Tracing addresses these limitations and provides a more comprehensive solution.
Tracing
MLflow is an end-to-end machine learning platform that is integrated seamlessly with DSPy to support best practices in LLMOps. Using MLflow's automatic tracing capability with DSPy is straightforward; No sign up for services or an API key is required. You just need to install MLflow and call mlflow.dspy.autolog()
in your notebook or script.
import mlflow
mlflow.dspy.autolog()
# This is optional. Create an MLflow Experiment to store and organize your traces.
mlflow.set_experiment("DSPy")
Now you're all set! Let's run your agent again:
MLflow automatically generates a trace for the prediction and records it in the experiment. To explore traces visually, launch the MLflow UI by the following command and access it in your browser:
From the retriever step output, you can observe that it returned outdated information; indicating Shohei Ohtani was still playing in the Japanese league and the final answer was based on the LLM's prior knowledge! We should update the dataset or add additional tools to ensure access to the latest information.
Info
MLflow is an end-to-end LLMOps platform that offers extensive features like experiment tracking, evaluation, and deployment. To learn more about DSPy and MLflow integration, visit this tutorial.
For example, we can add a web search capability to the agent, using the Tavily web search API.
from dspy.predict.react import Tool
from tavily import TavilyClient
search_client = TavilyClient(api_key="<YOUR_TAVILY_API_KEY>")
def web_search(query: str) -> list[str]:
"""Run a web search and return the content from the top 5 search results"""
response = search_client.search(query)
return [r["content"] for r in response["results"]]
agent = dspy.ReAct("question -> answer", tools=[Tool(web_search)])
prediction = agent(question="Which baseball team does Shohei Ohtani play for?")
print(agent.answer)
Building a Custom Logging Solution
Sometimes, you may want to implement a custom logging solution. For instance, you might need to log specific events triggered by a particular module. DSPy's callback mechanism supports such use cases. The BaseCallback
class provides several handlers for customizing logging behavior:
Handlers | Description |
---|---|
on_module_start / on_module_end |
Triggered when a dspy.Module subclass is invoked. |
on_lm_start / on_lm_end |
Triggered when a dspy.LM subclass is invoked. |
on_adapter_format_start / on_adapter_format_end |
Triggered when a dspy.Adapter subclass formats the input prompt. |
on_adapter_parse_start / on_adapter_parse_end |
Triggered when a dspy.Adapter subclass postprocess the output text from an LM. |
Here’s an example of custom callback that logs the intermediate steps of a ReAct agent:
import dspy
from dspy.utils.callback import BaseCallback
# 1. Define a custom callback class that extends BaseCallback class
class AgentLoggingCallback(BaseCallback):
# 2. Implement on_module_end handler to run a custom logging code.

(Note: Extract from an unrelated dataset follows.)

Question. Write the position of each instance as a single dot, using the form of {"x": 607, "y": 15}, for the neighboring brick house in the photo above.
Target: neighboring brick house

def on_module_end(self, call_id, outputs, exception):
step = "Reasoning" if self._is_reasoning_output(outputs) else "Acting"
print(f"== {step} Step ===")
for k, v in outputs.items():
print(f" {k}: {v}")
print("\n")
def _is_reasoning_output(self, outputs):
return any(k.startswith("Thought") for k in outputs.keys())
# 3. Set the callback to DSPy setting so it will be applied to program execution
dspy.configure(callbacks=[AgentLoggingCallback()])
== Reasoning Step ===
Thought_1: I need to find the current team that Shohei Ohtani plays for in Major League Baseball.
Action_1: Search[Shohei Ohtani current team 2023]
== Acting Step ===
passages: ["Shohei Otani ..."]
...
Info
Be cautious when working with input or output data in callbacks. Mutating them in-place can modify the original data passed to the program, potentially leading to unexpected behavior. To avoid this, it’s strongly recommended to create a copy of the data before performing any operations that may alter it.